La llamada “Edad Media” estaba imbuida de espiritualidad. La persona –con destino trascendente– pretendía alejarse de la corporalidad y la sensualidad para acercarse a Dios. Toda su vida terrenal –del nacimiento a la muerte– se ordenaba en preparación a ese encuentro definitivo; y la sociedad procuraba ofrecerle un ambiente propicio. Las oraciones se sucedían durante el día y a lo largo del año se recordaban las etapas de la encarnación del Hijo de Dios. Se peregrinaba a los lugares donde reposaban sus discípulos. Y se intentaba hacerlo hacia la Tierra marcada por su paso. Para rendir culto a Dios se levantaban magníficas construcciones que, gracias a nuevas técnicas, se llenaban de luz. Allí se escuchaba la palabra de Dios, acompañada de cantos especialmente arreglados. En las escuelas episcopales se aprendía, junto a los conocimientos elementales, los fundamentos de la fe. De ellas surgieron las universidades, donde se enseñaban teología y filosofía.

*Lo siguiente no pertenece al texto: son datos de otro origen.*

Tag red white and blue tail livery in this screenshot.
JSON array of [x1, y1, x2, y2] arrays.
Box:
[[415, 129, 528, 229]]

Desde la segunda mitad del siglo XIX tuvo lugar un renacimiento de la escolástica, renovada con nuevas aportaciones. El fin catastrófico del “ancien régime” y la emergencia de formas inhumanas del capitalismo hicieron que pensadores sensibles al sufrimiento, pero abiertos a los cambios, buscaran en la fe orientación frente a los problemas de los nuevos tiempos. Algunos creyeron posible “una nueva Edad Media” y hubo quienes pretendieron, incluso, instaurar el estado cristiano. Aquel movimiento, conocido como neotomismo, trataba de infundir nueva vitalidad al legado del gran pensador. En su promoción inicial destacó el cardenal Desiré-Joseph Mercier (1851-1926), rector de Lovaina (Bélgica). Como resultado se formaron grupos de estudio, algunos muy activos: Lovaina, Roma, París, Milán, Washington. Esa labor recibió el apoyo de León XIII (Aeterni Patris.1879) y Pio X (Angelici Doctoris.1914). Insistieron en que las tesis de Santo Tomás constituyen cimientos del pensamiento cristiano (aún en lo referente “a las cosas naturales”).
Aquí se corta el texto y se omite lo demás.